34:16Now, I haven't done enough research on this and run enough people through this model to know,
34:20but if this is my first thesis, then what I'm going to do is every time I have a client,
34:25I'm going to figure out not how they found us. That's typically what people do, right? They go,
34:28do you find us on the Facebook ads? Did you find us by texting a friend? Okay, that's fine. But one
34:33step further, why did you need us today? Why did you need us? Is it because your friends are coming
34:40over and you kind of want to, you want to show them how lovely your place is? Like this is a little
34:45bit of a neighborly ego boost. Is it because we just had a massive amount of snow over the winter and
34:53your windows get a little bit sooty because you've got your fireplace on all winter and so
34:58you can't really clean it because it was cold all winter. But now that the, you know, freeze has
35:03passed, it's window cleaning time. Or is it, oh man, we tend to get these transactional one-off
35:08customers every time they move. Most companies do not find the trigger point. They try to find this
35:14amorphous, half-aged, half-sexed thing that is no real type of human. So here's how this works.

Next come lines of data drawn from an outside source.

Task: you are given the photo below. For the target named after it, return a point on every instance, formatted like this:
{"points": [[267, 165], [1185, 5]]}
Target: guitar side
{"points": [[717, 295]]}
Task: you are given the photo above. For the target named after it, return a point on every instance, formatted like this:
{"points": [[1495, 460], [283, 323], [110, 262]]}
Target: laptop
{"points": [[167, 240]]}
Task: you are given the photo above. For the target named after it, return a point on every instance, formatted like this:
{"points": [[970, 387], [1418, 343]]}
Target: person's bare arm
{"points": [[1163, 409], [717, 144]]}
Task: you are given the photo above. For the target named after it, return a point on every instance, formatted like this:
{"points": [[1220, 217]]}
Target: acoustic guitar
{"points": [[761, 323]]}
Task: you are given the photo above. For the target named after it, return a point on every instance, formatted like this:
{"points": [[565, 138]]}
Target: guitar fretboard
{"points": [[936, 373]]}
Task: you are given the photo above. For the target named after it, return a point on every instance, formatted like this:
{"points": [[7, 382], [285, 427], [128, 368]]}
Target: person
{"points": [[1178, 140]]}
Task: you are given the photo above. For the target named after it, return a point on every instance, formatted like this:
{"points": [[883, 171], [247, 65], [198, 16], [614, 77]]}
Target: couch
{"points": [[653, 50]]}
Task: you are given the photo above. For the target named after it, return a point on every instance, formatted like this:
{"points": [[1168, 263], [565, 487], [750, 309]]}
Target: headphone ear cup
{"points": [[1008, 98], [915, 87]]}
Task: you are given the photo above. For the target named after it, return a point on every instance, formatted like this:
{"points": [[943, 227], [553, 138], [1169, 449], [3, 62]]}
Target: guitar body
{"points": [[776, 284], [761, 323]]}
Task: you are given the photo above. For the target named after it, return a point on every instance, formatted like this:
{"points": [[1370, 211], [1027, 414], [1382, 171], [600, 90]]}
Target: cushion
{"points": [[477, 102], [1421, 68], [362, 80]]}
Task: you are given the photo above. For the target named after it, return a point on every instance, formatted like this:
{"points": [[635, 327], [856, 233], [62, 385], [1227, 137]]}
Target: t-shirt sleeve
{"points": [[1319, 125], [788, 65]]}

35:20If you want to hit $10 million in sales, you've got to do four things. You've got to move way faster
35:25probably than you are today and than you are comfortable with if you want to achieve eight
35:29digits. You've got to have leverage, which means humans inside of your business that want to be
35:36under that umbrella so big that your dream is bigger than theirs. And you've got to have a delegation
35:40that works in order to drive those humans to the highest revenue level possible for you and the
35:45business. And then finally, you've got to do more in sales by finding people when they need the
35:50thing that you are selling, not trying to convince them that they need the thing that you are selling.
35:55And if you do those four things, this is how you go from thinking that running an empire looks like
36:02this, which is like, great, I got my franchise, I got my business, I'm kicking up, I'm flying private,
36:08to realizing that it actually feels something like this, which is, you know, what I call an Indian
36:12private jet. And then finally, to operating more like this, which is an automated facility,
36:21a factory that has very few humans in it, because you have leveraged speed and delegation so well
36:29that all you are doing is kind of walking around and you're seeing if there's dust anywhere in the
36:34business, which means checking in. One of the best ways that we oversee our employees, and I also learned
36:41this from my friend Damon, is we basically do a weekly, and in the beginning, you guys will have
36:46to do this probably daily, if not multiple times a day, spot checklist. Goes on the calendar, it's 10
36:51minutes, and you're going and you're spot checking in your factory or in your business, what is
36:55everybody doing? 10 minutes a day. You don't tell people that you're doing this 10 minutes a day,
36:59but what this does is it gives this omnipresence feeling to your team, like, oh, Cody's going to find
37:06that. She's going to find it. She's going to find the dust, so I'm going to find it first. And if you
37:11do all of those things, your path to 10 million will be faster than mine was. I didn't figure those
37:18things out as I talked to you guys about until I started buying businesses. And so if you compare
37:23the fact that you've already bought a set toolbox from a bunch of other people who have done this for
37:2810,000 hours and bled for it, and then you layer the top four on top of it, I think you get to eight
37:34figures probably a lot faster than I did.